Despite changes to Yale’s daytime shuttle bus service that have made graduate students’ daytime commutes easier, some grad students said they remain concerned about the effect long wait times for nighttime shuttles have had on their safety.

Since the beginning of summer, the East Rock community has seen a spike in its number of armed robberies. In a meeting with community members last Friday, officials from the New Haven Police Department said there have been at least nine armed robberies in the neighborhood since July. Though not heavily populated by Yale undergraduates, the Yale graduate community has a significant presence in the neighborhood — home of the so-called “grad ghetto.”

In order to reduce wait times for shuttles, the University added several new buses to the transit services and revamped the shuttle system over the past two years to include a route that serves the East Rock neighborhood. Deputy Secretary Martha Highsmith said the recent expansion of shuttle services was intended to increase student safety on campus and adjacent areas.

“The service is one of convenience, but its primary purpose is security, so that students don’t need to walk to various destinations on and around campus,” she said.

But while graduate students said they appreciated the additional daytime services, they said they still encountered problems using the shuttles at night.

Julia Delich SOM ’07, chair of public relations in the Graduate and Professional Student Senate, said she recognized that the University was working to address students’ concerns, but she saw the unresponsiveness of the nighttime shuttles as an important safety issue affecting the graduate student community.

“I know that they’re trying really hard to do something about it,” she said. “But a lot of people have stories about times when the shuttle services have hung up on them three times by accident and then take 45 minutes to come.”

Like Delich, Andy Bellemer GRD ’10 said that he has heard horror stories from students who found the transit system to be unresponsive at inconvenient times.

But Bellemer, who served as co-chair of the Graduate Student Assembly’s transit committee last year, said while improving the transit system would help in the short term, he questioned whether or not it could address the underlying safety issues.

“The night shuttle and door-to-door service are a band-aid to a larger, more systemic problem with the relationship between Yale and New Haven,” he said. “The remedy isn’t clear, but having Yale in a position to protect its grad students from scary New Haven isn’t a viable solution in the long term.”

The University runs four daytime campus shuttle routes from 7:20 a.m. to 6 p.m. Monday through Friday. From 6 p.m. to 1 a.m. seven days a week, the shuttle service is a combination of four shuttle routes — slightly different from the daytime routes — and a door-to-door service.
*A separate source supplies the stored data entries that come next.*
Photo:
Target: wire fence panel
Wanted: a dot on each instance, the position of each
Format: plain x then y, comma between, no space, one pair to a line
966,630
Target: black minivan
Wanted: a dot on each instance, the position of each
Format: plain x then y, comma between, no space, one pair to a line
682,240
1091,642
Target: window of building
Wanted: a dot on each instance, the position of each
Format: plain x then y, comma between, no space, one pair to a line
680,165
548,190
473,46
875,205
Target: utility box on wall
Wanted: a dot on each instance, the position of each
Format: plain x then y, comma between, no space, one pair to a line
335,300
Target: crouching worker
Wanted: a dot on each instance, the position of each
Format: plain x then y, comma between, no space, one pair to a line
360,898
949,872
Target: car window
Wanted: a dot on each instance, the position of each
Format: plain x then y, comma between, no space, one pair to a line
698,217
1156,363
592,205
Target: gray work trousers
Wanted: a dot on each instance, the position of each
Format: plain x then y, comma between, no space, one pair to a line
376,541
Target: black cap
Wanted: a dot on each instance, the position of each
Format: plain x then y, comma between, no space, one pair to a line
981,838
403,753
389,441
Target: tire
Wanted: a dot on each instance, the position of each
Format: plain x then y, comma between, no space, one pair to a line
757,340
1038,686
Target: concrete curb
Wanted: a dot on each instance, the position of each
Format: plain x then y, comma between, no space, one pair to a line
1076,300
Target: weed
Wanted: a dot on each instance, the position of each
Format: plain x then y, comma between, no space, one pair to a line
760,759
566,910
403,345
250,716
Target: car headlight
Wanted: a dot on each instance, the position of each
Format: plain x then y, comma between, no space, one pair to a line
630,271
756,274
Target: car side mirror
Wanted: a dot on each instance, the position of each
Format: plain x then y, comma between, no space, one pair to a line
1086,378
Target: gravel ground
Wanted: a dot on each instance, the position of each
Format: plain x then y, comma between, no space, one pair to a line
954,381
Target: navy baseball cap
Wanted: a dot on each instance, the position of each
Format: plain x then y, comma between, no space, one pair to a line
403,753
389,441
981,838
At 1 a.m., with the exception of one line that runs until 3 a.m., the shuttle becomes solely a door-to-door service.

Another problem in addition to the occasionally long wait times is that many graduate students do not understand the differences between the various shuttle services offered, Bellemer’s co-chair Elizabeth Kim GRD ’10 said.

“People are struggling to figure out what’s available and to figure out what bus they’re getting on,” Kim said. “The signs aren’t always clear.”

But those graduate students who take advantage of the transit services praised the changes to the daytime shuttle, particularly the March addition of an “Orange Line,” which runs from the Yale School of Medicine through the East Rock neighborhood.

Before the route was added, graduate students living in East Rock often walked several blocks to catch a less convenient bus in the morning and used the nighttime shuttle in the evening, Director of Support Services Don Relihan said.

“We wanted to run the route right through their neighborhood so [students’] wait time and travel time is reduced, which makes them more likely to ride the shuttle and gives them a greater feeling of security,” Relihan said.

The Graduate Student Assembly’s transit committee worked with the University transit department to adapt the Orange Line’s hours of operation to the typical graduate student’s work schedule, Bellemer said. The shuttle now runs from 7:30 to 11 a.m. and 4 to 8 p.m., which Kim said facilitates students’ commutes to and from the School of Medicine.

“The Orange Line has been a huge success,” Kim said. “People were really struggling last year to get from the [grad] ghetto to the medical school, and [the changes to the route] seem to have addressed those issues.”

Ed Bebyn, manager of parking and transit for Yale, said in addition to positive student comments, he has seen encouraging feedback in the steadily increasing number of riders on the Orange Line.

Kim and Bellemer both praised the Transit Department’s efforts to solicit student opinions on possible improvements to the shuttle service.

“Ed Bebyn has been extremely responsive to the feedback students have given him,” Kim said. “He listens to every call, he responds to every e-mail and he usually comes up with a reasonable response.”

Other recent additions to the shuttle service have been targeted at undergraduates. Last spring, after consultations with the Yale College Council, a “Red Line” was added to the set of nighttime shuttle routes to connect the 12 residential colleges with off-campus neighborhoods such as Edgewood, Park, Howe and Dwight streets.